With a calm born of an instinct to learn, a skill he’d honed in his years studying in the collegia, he said, “No,” once more, and pressed the sigil against the blood-soaked sand.
The waters came rushing back. They splashed against him and the tree, rising up along his body. They swallowed him whole. And suddenly he felt the trees all around him, and this tree especially. He felt the soul within its arms fading, fading, going to gray. He felt the tree’s slow death as the desert’s dry heat clawed at it. Felt its renewal as more lives were given to it by the asirim on the night of the twin moons.
Soon he realized that the night of Beht Zha’ir was when these visions—memories, if trees could be said to have such—were brightest. While Rhia and Tulathan stared down, he felt the souls being given, sometimes to this very tree, sometimes to others in the grove, sometimes to others in the vast chain of blooming fields that surrounded the city. On and on it went, one holy night after the next, reaching back through time slowly but surely toward Beht Ihman.

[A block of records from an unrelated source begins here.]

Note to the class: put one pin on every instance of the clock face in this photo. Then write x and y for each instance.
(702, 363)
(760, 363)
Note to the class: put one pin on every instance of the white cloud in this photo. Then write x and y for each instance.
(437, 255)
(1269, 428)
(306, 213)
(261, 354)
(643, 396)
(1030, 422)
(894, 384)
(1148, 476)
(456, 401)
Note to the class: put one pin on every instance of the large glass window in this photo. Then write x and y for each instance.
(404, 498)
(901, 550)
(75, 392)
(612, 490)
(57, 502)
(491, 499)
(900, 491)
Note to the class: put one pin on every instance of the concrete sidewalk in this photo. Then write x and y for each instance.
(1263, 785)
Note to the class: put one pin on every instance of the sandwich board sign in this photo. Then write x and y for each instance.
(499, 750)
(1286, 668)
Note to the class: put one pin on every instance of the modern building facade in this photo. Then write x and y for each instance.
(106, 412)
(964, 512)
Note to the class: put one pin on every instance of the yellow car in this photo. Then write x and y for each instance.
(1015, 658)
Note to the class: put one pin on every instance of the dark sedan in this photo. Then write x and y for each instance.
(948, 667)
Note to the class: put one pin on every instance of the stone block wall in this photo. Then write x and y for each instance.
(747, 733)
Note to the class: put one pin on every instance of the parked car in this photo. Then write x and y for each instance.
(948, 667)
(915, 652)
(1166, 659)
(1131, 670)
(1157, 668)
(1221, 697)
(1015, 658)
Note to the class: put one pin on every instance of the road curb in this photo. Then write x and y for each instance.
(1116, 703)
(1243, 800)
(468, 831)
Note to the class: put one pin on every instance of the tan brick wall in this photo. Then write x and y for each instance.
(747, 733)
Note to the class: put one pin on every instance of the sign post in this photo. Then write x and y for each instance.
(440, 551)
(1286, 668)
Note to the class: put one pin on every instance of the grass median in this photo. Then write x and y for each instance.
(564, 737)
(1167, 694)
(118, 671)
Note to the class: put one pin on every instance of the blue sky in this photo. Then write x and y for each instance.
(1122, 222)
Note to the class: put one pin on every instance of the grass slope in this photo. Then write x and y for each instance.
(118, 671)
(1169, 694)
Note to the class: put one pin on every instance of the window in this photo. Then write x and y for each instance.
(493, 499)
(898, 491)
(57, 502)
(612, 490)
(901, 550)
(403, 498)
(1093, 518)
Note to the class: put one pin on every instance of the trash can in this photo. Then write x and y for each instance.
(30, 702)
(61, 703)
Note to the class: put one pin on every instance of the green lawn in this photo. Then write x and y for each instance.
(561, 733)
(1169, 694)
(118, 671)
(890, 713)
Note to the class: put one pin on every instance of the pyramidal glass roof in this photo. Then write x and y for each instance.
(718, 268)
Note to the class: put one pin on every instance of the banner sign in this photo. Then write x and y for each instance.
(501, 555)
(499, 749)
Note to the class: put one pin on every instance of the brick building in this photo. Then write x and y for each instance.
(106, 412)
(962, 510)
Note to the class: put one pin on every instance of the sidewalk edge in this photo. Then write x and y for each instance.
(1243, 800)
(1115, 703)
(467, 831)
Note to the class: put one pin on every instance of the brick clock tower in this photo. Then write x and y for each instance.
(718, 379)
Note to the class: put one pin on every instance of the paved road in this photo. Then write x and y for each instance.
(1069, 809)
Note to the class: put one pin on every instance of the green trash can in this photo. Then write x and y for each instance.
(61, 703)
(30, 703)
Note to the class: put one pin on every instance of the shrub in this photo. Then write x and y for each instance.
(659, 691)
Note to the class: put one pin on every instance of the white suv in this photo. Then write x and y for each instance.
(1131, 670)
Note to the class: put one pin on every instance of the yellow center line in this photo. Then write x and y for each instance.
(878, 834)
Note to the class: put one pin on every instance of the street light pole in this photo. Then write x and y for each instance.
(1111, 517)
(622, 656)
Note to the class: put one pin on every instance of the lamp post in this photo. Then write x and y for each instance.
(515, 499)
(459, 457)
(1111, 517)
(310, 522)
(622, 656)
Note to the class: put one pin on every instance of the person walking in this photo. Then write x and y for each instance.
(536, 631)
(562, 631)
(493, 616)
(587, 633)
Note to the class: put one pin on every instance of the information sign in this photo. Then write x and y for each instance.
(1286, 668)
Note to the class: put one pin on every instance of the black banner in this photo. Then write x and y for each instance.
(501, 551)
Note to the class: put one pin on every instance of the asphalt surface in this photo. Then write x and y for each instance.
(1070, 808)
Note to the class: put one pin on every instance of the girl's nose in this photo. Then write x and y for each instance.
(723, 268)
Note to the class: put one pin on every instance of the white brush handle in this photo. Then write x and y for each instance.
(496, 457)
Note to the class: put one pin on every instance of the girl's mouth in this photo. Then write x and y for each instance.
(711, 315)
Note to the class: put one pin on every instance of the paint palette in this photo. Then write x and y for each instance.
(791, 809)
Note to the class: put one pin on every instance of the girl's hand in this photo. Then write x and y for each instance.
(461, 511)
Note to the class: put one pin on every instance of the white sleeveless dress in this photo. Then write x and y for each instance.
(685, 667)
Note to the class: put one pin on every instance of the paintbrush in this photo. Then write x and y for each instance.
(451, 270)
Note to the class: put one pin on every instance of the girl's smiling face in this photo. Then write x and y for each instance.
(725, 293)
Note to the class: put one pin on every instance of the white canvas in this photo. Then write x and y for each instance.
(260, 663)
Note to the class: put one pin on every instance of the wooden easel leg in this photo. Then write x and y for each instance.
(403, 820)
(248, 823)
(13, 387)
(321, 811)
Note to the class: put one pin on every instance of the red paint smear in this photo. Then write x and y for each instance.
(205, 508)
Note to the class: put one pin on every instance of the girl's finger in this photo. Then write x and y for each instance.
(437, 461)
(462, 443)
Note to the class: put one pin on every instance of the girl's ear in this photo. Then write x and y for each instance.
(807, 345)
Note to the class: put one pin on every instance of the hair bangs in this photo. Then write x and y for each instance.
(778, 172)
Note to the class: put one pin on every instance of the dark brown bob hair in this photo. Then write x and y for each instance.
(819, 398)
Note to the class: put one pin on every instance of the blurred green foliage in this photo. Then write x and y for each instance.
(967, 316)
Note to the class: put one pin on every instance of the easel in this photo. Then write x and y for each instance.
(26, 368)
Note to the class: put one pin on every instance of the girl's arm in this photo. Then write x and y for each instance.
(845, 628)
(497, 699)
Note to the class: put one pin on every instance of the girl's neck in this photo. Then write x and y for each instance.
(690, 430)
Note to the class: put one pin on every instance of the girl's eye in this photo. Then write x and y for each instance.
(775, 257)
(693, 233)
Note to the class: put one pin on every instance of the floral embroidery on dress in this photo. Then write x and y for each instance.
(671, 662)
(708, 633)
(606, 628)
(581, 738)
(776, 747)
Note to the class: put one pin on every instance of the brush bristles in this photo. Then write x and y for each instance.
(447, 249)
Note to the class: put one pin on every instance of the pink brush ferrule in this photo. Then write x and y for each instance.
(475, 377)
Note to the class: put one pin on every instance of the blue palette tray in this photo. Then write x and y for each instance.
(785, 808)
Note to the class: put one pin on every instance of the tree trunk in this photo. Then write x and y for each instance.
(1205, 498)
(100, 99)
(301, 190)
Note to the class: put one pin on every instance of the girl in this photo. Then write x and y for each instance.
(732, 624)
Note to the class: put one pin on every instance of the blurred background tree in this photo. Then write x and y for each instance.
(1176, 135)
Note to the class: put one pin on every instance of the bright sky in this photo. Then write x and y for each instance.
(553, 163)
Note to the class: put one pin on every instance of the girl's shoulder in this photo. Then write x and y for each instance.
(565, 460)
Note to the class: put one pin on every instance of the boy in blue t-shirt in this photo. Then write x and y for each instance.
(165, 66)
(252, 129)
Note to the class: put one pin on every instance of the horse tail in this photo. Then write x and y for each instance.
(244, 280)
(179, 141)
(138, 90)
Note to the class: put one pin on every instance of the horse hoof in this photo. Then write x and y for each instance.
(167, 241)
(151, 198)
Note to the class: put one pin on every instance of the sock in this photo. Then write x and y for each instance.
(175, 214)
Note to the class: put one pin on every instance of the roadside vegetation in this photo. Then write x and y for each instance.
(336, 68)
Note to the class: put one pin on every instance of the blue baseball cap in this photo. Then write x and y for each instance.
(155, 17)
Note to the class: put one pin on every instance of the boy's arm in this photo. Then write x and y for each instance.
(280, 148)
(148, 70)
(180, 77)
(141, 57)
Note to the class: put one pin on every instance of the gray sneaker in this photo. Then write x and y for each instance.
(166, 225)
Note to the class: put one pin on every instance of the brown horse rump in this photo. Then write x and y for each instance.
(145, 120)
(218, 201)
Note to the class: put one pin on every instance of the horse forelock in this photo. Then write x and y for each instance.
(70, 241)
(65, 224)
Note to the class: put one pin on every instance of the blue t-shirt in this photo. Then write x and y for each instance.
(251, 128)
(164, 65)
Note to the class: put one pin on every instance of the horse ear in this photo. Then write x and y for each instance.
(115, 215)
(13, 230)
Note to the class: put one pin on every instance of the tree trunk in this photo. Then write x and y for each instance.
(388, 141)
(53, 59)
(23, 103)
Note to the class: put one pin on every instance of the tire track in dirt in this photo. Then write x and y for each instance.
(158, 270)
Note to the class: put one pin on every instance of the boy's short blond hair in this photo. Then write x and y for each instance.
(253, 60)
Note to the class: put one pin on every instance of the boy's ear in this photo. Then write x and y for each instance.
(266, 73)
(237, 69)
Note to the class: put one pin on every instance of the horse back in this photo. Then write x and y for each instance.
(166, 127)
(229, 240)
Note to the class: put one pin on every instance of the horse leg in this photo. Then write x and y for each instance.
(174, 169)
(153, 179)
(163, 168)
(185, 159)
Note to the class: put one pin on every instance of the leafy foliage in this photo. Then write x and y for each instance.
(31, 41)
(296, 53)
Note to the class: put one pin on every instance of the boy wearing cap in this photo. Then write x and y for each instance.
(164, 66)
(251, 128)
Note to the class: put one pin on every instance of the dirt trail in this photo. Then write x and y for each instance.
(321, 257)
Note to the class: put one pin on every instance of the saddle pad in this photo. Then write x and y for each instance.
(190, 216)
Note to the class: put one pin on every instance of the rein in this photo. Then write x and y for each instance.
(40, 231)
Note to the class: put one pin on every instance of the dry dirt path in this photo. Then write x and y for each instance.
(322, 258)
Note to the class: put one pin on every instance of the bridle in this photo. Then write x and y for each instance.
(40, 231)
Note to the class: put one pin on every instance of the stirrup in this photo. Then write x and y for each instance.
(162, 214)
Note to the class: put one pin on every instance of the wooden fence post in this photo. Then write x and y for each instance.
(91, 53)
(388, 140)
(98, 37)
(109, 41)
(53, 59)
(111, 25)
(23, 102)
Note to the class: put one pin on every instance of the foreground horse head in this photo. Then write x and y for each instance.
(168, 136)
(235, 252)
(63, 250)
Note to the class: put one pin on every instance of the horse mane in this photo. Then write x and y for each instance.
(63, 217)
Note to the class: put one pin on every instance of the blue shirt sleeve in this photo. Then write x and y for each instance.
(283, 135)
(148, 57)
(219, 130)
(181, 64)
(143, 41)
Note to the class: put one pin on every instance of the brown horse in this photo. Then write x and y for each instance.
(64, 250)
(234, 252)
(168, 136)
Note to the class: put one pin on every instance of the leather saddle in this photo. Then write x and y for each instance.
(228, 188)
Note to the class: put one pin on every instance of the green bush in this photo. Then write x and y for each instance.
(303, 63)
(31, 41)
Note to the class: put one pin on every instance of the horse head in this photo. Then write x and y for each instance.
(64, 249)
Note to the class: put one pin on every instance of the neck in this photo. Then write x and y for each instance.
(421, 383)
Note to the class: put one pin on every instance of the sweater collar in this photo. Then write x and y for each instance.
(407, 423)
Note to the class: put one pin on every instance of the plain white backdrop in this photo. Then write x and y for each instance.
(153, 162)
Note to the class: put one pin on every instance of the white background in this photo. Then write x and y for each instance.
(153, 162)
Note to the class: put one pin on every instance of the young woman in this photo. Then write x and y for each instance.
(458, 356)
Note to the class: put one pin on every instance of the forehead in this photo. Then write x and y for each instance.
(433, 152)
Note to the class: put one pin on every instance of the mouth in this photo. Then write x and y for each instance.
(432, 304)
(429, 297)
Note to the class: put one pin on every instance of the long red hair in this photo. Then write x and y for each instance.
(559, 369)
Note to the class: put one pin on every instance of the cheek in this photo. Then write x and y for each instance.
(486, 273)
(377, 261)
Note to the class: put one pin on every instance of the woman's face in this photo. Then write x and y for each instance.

And then he saw a vision so clear it felt like a blow to the head. He stood, staggered back from it like a man struck by the grandeur of the desert for the first time.
* * *
The very land he stands upon lies bare. He sees sand. A shelf of stone. The stars shine as though the sun has been shattered, a diaspora of broken glass. And in the distance, coming nearer, a figure of palest blue. She comes naked, limned in silver light, her gossamer hair trailing in the wind. Her arms are spread to the heavens as though beckoning the stars to attend her. And where she tread
s, green shoots lift from the stone. On she walks, the twisting branches of nascent trees sprouting like a broadening green carpet behind her.
She is walking toward Davud. Gone is Sukru. Gone are the asirim. Gone are the tortured trees. There is only the bright goddess and Davud. Until now she has walked across the landscape as if she were alone, but as she nears Davud she stops and smiles a leopard’s smile, perhaps over some secret she hides, or from simple surprise at finding Davud here.
Her nakedness bothers him not at all. It seems only right, for the desert is hers to command. “Why have you done all this?” When she doesn’t answer, he asks, “What’s happened to the adichara?”
She seems to stare at him as she passes, but says nothing, making him wonder if she truly saw him. She continues to walk toward the horizon, her path slowly curving until she is gone, leaving Davud alone with the wind, the gently blowing sand, and the trees that have already grown as high as his knees.
* * *
When the vision faded Davud was unsure how much time had passed. One moment he was watching Tulathan’s wake, the next he was facing the eastern horizon as the morning sun rose above the adichara. The trees themselves were still, their blooms closed. It was so disorienting he staggered back, then realized his sleeve was caught. Immediately he stopped, remembering he was among killing plants, deadly if their thorns were to pierce his skin. Slowly, he pulled the fabric free, making a mental note to burn these clothes on his return to the Sun Palace.